Data Loading#
Efficient data loading is fundamental to any data analysis process. Pandas offers several functions to read data from different formats, making it easier to manipulate and analyze the data. In this chapter, we will explore how to read data from CSV files, Excel files, and SQL databases using Pandas.
Read CSV File#
The read_csv
function is used to load data from CSV files into a DataFrame. This function is highly customizable with numerous parameters to handle different formats and data types. Here is a basic example:
import pandas as pd
# Load data from a CSV file into a DataFrame
df = pd.read_csv('filename.csv')
This command reads data from 'filename.csv' and stores it in the DataFrame df
. The file path can be a URL or a local file path.
Read Excel File#
To read data from an Excel file, use the read_excel
function. This function supports reading from both xls and xlsx file formats and allows you to specify the sheet to be loaded.

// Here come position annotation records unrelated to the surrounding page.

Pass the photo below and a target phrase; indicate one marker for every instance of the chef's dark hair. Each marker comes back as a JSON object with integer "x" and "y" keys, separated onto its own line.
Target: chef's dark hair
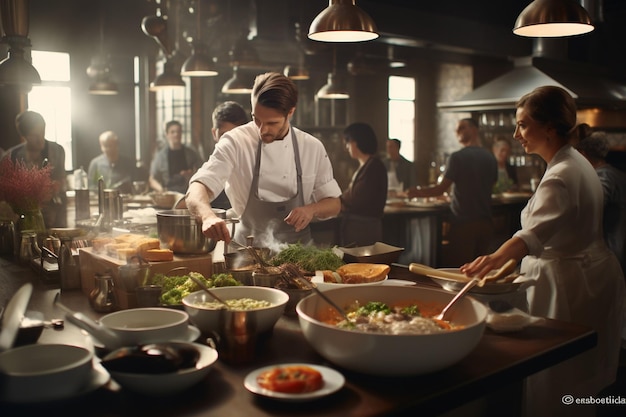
{"x": 275, "y": 91}
{"x": 26, "y": 121}
{"x": 364, "y": 136}
{"x": 231, "y": 112}
{"x": 553, "y": 106}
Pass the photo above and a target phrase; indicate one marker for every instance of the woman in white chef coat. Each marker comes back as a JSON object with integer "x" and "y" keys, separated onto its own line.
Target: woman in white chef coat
{"x": 277, "y": 178}
{"x": 577, "y": 278}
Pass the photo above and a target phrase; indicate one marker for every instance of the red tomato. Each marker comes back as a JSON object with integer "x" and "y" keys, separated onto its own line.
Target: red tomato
{"x": 291, "y": 379}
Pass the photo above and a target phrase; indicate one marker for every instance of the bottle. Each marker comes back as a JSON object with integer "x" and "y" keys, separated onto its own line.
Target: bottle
{"x": 80, "y": 179}
{"x": 68, "y": 268}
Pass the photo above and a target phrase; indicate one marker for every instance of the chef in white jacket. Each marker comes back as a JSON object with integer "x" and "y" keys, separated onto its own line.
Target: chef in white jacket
{"x": 577, "y": 278}
{"x": 277, "y": 178}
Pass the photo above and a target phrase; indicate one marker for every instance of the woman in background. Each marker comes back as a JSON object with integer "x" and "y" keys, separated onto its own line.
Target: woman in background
{"x": 578, "y": 279}
{"x": 363, "y": 203}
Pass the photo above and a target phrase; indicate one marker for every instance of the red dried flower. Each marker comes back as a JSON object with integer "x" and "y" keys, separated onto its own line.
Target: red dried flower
{"x": 24, "y": 188}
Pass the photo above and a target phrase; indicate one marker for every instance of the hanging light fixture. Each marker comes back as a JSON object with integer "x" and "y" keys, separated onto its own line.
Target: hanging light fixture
{"x": 343, "y": 21}
{"x": 199, "y": 64}
{"x": 15, "y": 69}
{"x": 238, "y": 84}
{"x": 333, "y": 89}
{"x": 297, "y": 72}
{"x": 553, "y": 18}
{"x": 169, "y": 78}
{"x": 100, "y": 69}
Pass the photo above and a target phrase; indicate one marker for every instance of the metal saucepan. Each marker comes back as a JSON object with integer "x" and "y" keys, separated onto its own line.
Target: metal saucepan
{"x": 179, "y": 231}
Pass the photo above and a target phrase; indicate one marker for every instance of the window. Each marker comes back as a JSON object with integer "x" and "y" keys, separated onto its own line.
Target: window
{"x": 52, "y": 99}
{"x": 402, "y": 113}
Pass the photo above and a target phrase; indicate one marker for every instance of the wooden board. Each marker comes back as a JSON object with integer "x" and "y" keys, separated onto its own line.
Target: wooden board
{"x": 92, "y": 263}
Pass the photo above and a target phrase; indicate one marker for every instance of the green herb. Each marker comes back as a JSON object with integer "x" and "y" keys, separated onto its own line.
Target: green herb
{"x": 373, "y": 307}
{"x": 308, "y": 258}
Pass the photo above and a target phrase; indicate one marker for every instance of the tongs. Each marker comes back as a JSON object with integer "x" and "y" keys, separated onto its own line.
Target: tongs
{"x": 292, "y": 274}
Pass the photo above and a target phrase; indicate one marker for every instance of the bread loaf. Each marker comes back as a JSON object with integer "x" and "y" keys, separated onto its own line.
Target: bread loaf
{"x": 357, "y": 273}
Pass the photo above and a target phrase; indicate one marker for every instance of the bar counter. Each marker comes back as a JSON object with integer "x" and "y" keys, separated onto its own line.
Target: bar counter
{"x": 497, "y": 365}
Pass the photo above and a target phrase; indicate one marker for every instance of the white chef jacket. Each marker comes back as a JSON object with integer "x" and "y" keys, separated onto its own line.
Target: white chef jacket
{"x": 231, "y": 166}
{"x": 578, "y": 278}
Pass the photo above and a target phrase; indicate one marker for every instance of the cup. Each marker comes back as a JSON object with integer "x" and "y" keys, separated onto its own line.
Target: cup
{"x": 148, "y": 295}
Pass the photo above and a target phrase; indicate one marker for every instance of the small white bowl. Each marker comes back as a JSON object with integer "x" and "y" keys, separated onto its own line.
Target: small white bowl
{"x": 51, "y": 370}
{"x": 208, "y": 320}
{"x": 169, "y": 383}
{"x": 147, "y": 325}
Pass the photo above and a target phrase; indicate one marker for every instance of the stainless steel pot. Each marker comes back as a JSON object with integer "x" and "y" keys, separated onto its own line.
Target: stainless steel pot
{"x": 179, "y": 231}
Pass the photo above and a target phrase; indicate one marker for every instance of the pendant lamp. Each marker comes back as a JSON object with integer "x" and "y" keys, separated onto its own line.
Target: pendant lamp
{"x": 342, "y": 21}
{"x": 199, "y": 64}
{"x": 333, "y": 89}
{"x": 553, "y": 18}
{"x": 15, "y": 69}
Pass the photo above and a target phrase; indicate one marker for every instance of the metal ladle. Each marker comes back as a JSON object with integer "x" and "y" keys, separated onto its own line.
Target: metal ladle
{"x": 504, "y": 269}
{"x": 208, "y": 291}
{"x": 293, "y": 275}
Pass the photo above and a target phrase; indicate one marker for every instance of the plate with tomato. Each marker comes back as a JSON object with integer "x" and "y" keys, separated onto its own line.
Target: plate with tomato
{"x": 294, "y": 381}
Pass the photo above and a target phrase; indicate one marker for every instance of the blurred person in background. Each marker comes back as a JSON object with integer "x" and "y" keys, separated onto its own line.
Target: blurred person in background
{"x": 401, "y": 173}
{"x": 173, "y": 166}
{"x": 226, "y": 117}
{"x": 116, "y": 170}
{"x": 595, "y": 148}
{"x": 470, "y": 173}
{"x": 507, "y": 174}
{"x": 278, "y": 178}
{"x": 363, "y": 202}
{"x": 37, "y": 151}
{"x": 576, "y": 278}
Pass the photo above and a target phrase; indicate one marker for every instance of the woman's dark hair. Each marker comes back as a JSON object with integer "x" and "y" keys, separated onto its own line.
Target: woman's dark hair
{"x": 364, "y": 136}
{"x": 275, "y": 91}
{"x": 26, "y": 121}
{"x": 552, "y": 106}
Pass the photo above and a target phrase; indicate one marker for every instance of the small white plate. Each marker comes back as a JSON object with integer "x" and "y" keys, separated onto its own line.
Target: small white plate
{"x": 99, "y": 377}
{"x": 318, "y": 279}
{"x": 333, "y": 381}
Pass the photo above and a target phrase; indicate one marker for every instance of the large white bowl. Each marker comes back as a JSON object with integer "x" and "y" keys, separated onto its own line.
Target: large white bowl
{"x": 147, "y": 325}
{"x": 168, "y": 383}
{"x": 51, "y": 370}
{"x": 209, "y": 320}
{"x": 385, "y": 354}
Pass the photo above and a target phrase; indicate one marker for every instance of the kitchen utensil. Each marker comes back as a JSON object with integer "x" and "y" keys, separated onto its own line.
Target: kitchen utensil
{"x": 208, "y": 291}
{"x": 105, "y": 335}
{"x": 504, "y": 269}
{"x": 388, "y": 354}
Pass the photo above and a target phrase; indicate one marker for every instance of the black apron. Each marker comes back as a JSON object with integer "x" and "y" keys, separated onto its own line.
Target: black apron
{"x": 265, "y": 219}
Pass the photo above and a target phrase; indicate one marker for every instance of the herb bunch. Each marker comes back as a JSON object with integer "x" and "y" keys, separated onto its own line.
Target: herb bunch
{"x": 23, "y": 187}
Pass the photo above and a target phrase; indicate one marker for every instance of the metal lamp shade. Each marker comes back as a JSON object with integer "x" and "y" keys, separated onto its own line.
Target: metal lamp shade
{"x": 553, "y": 18}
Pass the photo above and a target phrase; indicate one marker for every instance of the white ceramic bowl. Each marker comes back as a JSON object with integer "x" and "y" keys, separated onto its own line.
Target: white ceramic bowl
{"x": 147, "y": 325}
{"x": 208, "y": 320}
{"x": 391, "y": 355}
{"x": 168, "y": 383}
{"x": 51, "y": 370}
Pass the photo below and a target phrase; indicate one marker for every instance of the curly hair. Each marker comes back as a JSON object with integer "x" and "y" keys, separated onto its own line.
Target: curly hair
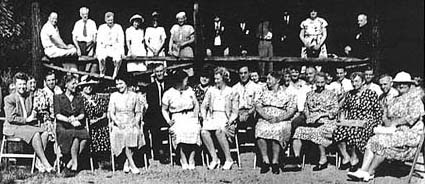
{"x": 224, "y": 73}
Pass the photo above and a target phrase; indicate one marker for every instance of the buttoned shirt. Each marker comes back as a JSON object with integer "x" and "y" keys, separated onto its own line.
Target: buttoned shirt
{"x": 78, "y": 30}
{"x": 248, "y": 94}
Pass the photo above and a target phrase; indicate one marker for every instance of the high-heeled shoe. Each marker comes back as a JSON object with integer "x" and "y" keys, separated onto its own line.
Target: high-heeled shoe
{"x": 320, "y": 167}
{"x": 275, "y": 169}
{"x": 354, "y": 167}
{"x": 264, "y": 168}
{"x": 213, "y": 165}
{"x": 344, "y": 166}
{"x": 135, "y": 170}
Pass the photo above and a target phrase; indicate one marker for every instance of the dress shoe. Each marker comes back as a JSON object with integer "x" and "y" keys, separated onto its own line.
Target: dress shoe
{"x": 275, "y": 169}
{"x": 264, "y": 168}
{"x": 320, "y": 167}
{"x": 213, "y": 165}
{"x": 354, "y": 167}
{"x": 227, "y": 165}
{"x": 344, "y": 166}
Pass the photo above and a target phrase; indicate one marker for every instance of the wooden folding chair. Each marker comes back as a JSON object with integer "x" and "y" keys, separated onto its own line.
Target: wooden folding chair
{"x": 10, "y": 138}
{"x": 415, "y": 159}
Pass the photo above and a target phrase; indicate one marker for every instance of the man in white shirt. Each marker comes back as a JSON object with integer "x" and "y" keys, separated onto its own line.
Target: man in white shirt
{"x": 388, "y": 92}
{"x": 342, "y": 84}
{"x": 248, "y": 93}
{"x": 110, "y": 43}
{"x": 53, "y": 45}
{"x": 369, "y": 75}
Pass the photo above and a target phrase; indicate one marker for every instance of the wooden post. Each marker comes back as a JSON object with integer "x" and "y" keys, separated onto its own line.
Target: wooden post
{"x": 36, "y": 48}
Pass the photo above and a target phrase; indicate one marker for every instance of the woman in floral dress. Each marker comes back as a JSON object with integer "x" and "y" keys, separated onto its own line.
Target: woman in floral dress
{"x": 403, "y": 115}
{"x": 126, "y": 113}
{"x": 359, "y": 104}
{"x": 180, "y": 109}
{"x": 96, "y": 108}
{"x": 275, "y": 107}
{"x": 321, "y": 109}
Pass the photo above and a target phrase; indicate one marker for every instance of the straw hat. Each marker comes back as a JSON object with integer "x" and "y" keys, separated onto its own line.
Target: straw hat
{"x": 136, "y": 16}
{"x": 403, "y": 77}
{"x": 86, "y": 81}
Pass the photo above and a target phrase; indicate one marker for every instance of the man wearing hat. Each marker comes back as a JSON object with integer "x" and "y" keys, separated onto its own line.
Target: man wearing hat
{"x": 182, "y": 36}
{"x": 155, "y": 38}
{"x": 110, "y": 44}
{"x": 135, "y": 40}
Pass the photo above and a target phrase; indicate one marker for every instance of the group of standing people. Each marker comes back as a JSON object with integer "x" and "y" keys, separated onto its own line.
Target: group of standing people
{"x": 109, "y": 41}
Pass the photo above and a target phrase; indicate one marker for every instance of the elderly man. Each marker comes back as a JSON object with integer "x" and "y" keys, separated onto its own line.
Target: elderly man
{"x": 110, "y": 43}
{"x": 182, "y": 36}
{"x": 388, "y": 91}
{"x": 217, "y": 41}
{"x": 369, "y": 75}
{"x": 313, "y": 35}
{"x": 248, "y": 93}
{"x": 53, "y": 44}
{"x": 360, "y": 42}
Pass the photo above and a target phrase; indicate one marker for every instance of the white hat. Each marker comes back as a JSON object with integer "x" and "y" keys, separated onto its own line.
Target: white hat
{"x": 180, "y": 15}
{"x": 136, "y": 16}
{"x": 86, "y": 81}
{"x": 403, "y": 77}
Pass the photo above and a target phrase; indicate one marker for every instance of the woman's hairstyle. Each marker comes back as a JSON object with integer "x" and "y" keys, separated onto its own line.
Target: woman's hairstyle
{"x": 20, "y": 76}
{"x": 275, "y": 74}
{"x": 224, "y": 73}
{"x": 178, "y": 78}
{"x": 320, "y": 74}
{"x": 66, "y": 79}
{"x": 357, "y": 74}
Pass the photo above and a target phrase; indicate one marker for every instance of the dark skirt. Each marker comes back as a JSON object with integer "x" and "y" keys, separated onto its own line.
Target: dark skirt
{"x": 66, "y": 133}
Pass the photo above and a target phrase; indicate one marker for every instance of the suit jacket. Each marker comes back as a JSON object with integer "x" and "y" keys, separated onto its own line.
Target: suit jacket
{"x": 154, "y": 114}
{"x": 13, "y": 109}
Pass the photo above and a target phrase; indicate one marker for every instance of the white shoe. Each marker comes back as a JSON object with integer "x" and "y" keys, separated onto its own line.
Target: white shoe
{"x": 192, "y": 166}
{"x": 185, "y": 166}
{"x": 213, "y": 165}
{"x": 40, "y": 167}
{"x": 227, "y": 165}
{"x": 135, "y": 170}
{"x": 126, "y": 168}
{"x": 359, "y": 175}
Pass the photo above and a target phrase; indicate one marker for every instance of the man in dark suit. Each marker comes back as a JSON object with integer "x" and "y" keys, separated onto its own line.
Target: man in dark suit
{"x": 243, "y": 40}
{"x": 216, "y": 39}
{"x": 285, "y": 39}
{"x": 154, "y": 119}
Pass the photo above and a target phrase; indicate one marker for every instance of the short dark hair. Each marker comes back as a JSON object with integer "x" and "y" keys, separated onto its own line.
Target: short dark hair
{"x": 359, "y": 74}
{"x": 20, "y": 76}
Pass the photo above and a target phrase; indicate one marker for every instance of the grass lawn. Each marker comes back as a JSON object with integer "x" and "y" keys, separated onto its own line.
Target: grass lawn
{"x": 158, "y": 173}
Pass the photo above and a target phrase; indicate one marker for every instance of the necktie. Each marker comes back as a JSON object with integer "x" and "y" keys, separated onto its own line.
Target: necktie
{"x": 85, "y": 29}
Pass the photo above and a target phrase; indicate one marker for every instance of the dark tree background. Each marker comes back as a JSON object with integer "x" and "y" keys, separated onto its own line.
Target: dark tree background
{"x": 401, "y": 24}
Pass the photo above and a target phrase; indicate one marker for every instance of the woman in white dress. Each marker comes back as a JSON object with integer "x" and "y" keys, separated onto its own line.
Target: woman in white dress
{"x": 135, "y": 40}
{"x": 180, "y": 109}
{"x": 219, "y": 111}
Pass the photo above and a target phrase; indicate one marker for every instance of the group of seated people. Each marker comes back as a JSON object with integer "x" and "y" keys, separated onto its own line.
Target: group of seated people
{"x": 366, "y": 121}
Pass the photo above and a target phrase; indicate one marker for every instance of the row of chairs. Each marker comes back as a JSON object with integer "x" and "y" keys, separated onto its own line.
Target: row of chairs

# Load data from an Excel file into a DataFrame
df = pd.read_excel('filename.xlsx')
This reads the first sheet in the Excel workbook 'filename.xlsx' by default. You can specify a different sheet by using the sheet_name
parameter.
Read from SQL Database#
Pandas can also load data directly from a SQL database using the read_sql
function. This function requires a SQL query and a connection object to the database.
import sqlalchemy
# Create a connection to a SQL database
engine = sqlalchemy.create_engine('sqlite:///example.db')
query = "SELECT * FROM my_table"
# Load data from a SQL database into a DataFrame
df = pd.read_sql(query, engine)
This example demonstrates how to connect to a SQLite database and read data from 'my_table' into a DataFrame.